Groundhogs burrow up to 700 pounds of soil when digging their burrows, which can cause soil erosion and if done under your shed or porch, it can undermine the foundation of your building. They dig as deep as 5 feet with close to 45 feet of tunnel area with around 2 to 5 separate entrances. Due to the high volume of soil turned when building their dens, you would need to get rid of these rodents very quickly, to maintain the safety of your property.
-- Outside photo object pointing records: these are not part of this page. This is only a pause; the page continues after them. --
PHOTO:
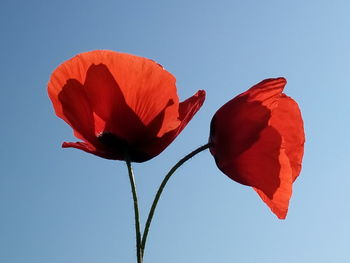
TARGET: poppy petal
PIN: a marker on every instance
(286, 118)
(78, 114)
(266, 91)
(257, 140)
(108, 102)
(279, 202)
(187, 110)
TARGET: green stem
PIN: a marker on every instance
(136, 210)
(160, 190)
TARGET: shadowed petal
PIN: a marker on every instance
(286, 118)
(279, 202)
(76, 110)
(188, 109)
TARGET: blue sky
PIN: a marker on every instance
(63, 205)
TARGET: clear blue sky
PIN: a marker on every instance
(63, 205)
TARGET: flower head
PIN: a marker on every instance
(258, 140)
(120, 105)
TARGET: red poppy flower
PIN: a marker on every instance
(258, 140)
(120, 105)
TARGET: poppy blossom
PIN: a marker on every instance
(257, 139)
(120, 105)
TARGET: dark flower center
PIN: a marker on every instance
(120, 147)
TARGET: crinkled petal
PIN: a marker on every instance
(187, 110)
(108, 102)
(76, 110)
(146, 86)
(286, 119)
(279, 202)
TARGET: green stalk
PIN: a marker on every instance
(136, 210)
(160, 190)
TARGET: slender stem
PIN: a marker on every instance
(136, 210)
(160, 190)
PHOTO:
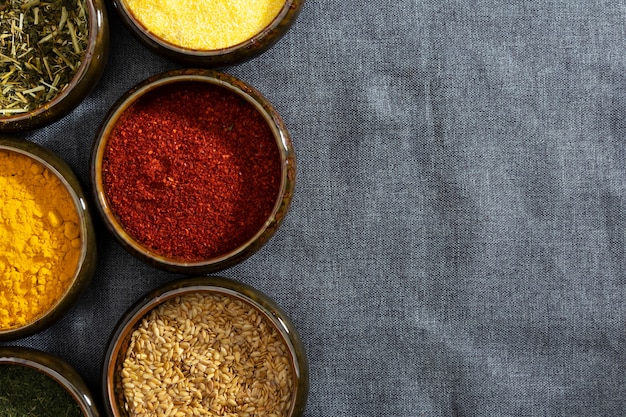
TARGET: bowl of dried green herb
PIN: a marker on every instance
(193, 171)
(36, 383)
(209, 34)
(52, 54)
(205, 346)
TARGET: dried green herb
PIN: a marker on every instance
(42, 45)
(26, 392)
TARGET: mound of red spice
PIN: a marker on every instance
(191, 171)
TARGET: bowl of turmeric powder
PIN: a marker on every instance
(209, 34)
(47, 239)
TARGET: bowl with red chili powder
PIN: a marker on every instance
(193, 170)
(211, 34)
(205, 345)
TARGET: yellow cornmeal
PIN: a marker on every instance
(39, 239)
(205, 24)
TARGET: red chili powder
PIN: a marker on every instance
(191, 171)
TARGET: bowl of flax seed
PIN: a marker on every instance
(206, 346)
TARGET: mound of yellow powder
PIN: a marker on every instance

There are a few tell-tale signs that would let you know if there is a groundhog under your shed or porch area. These are:

Mounds of Dirt
To dig a den, groundhogs leave mounds of dirt around the area and they are constantly digging, improving their burrow, which is the most important factor of why you need to get them off your property. If you notice fresh dirt around your porch or shed, leave a stick at the entrance of each hole. If you notice the stick has moved or covered with dirt at least three days after you placed it, then the den is active.

Holes in the ground
Groundhogs dig between 2 to 5 different entrances for their dens so that they can quickly retreat to it from threats such as predators. These entrances are small holes that are tunnels under the ground, leading to the dens or burrows they dug under your porch or shed. If you notice any holes in close proximity to these areas, then chances are that there is a groundhog on your property.
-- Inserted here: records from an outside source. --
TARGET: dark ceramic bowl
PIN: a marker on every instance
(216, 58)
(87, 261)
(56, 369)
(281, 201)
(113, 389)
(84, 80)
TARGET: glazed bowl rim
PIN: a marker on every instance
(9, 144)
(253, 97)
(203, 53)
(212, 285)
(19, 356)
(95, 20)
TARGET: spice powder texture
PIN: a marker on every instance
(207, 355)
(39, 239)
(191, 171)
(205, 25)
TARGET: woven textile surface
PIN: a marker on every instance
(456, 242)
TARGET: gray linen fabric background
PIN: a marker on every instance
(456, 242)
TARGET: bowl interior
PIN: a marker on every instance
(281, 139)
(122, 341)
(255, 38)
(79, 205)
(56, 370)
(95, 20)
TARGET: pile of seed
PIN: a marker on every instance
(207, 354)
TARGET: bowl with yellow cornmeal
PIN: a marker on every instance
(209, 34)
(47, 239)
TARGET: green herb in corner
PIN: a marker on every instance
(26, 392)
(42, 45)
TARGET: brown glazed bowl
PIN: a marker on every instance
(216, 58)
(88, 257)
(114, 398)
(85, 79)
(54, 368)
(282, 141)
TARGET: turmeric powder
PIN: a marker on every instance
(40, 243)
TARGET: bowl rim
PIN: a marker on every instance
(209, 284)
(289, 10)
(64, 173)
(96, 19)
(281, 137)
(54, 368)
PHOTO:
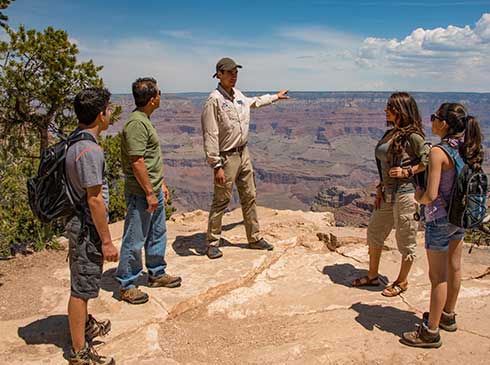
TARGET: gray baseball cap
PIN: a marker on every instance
(225, 64)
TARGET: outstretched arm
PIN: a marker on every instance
(267, 99)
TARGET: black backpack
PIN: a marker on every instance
(467, 205)
(50, 192)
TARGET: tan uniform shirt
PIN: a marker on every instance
(225, 121)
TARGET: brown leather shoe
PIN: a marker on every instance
(166, 280)
(261, 245)
(134, 296)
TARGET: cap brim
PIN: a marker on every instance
(236, 66)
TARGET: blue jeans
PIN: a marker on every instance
(142, 229)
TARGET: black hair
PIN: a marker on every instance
(144, 89)
(461, 124)
(89, 103)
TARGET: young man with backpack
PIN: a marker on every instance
(88, 232)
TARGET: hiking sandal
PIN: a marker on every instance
(365, 281)
(394, 289)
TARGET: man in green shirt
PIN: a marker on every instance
(146, 195)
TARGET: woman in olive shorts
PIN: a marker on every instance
(461, 139)
(400, 154)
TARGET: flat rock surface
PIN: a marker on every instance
(293, 305)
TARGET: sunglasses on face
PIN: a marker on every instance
(434, 117)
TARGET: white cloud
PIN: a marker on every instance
(304, 58)
(455, 54)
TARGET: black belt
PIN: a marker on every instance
(233, 150)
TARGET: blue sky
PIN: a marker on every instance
(300, 45)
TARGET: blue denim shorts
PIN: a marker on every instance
(439, 232)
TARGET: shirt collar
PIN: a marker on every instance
(135, 110)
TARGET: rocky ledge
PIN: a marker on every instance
(293, 305)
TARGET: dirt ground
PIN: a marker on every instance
(293, 305)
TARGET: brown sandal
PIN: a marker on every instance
(394, 289)
(365, 281)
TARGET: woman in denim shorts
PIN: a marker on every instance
(443, 240)
(400, 154)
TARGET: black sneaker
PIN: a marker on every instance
(261, 245)
(214, 252)
(422, 337)
(94, 328)
(88, 356)
(447, 322)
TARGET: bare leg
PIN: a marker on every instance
(77, 317)
(454, 275)
(404, 270)
(374, 258)
(438, 279)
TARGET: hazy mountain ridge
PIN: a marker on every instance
(313, 143)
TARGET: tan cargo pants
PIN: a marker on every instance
(238, 169)
(397, 214)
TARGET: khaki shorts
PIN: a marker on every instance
(397, 214)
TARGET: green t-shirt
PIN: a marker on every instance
(140, 138)
(415, 150)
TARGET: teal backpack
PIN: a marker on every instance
(467, 205)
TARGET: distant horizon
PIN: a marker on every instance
(436, 46)
(322, 91)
To warn other groundhogs of threats such as predators, groundhogs give off a high-pitched whistle. The sound is produced from between its teeth, hence the nickname whistle pig. The groundhog would retreat to its den which would be very close to wear it lets off its whistle, so if you hear these sounds then more than likely a groundhog has taken up residence on your property.

Crop Damage
Groundhogs are very lazy creatures and if you have a garden, it means that they have an abundance supply of food. If you notice damage to your crops and mounds of earth that are lose around the area with small holes, check under your den or porch for signs that a groundhog has made its home there. They dig for grub as well, but they are primarily prone to eating vegetables, berries, flowers, leaves and grass and they can also climb trees and pick your fruit. If you live in an area that are prone to groundhogs, you may want to take preventative measures to keep them out. You can throw Epsom salt regularly around your garden and lawn, which can also help your plants but keep out the groundhog. Ammonia soaked rags can also be placed around your garden which has also works as a repellent for groundhogs. You can also hang some decorative metal pieces that would make noise in the wind, which may startle and scare them off.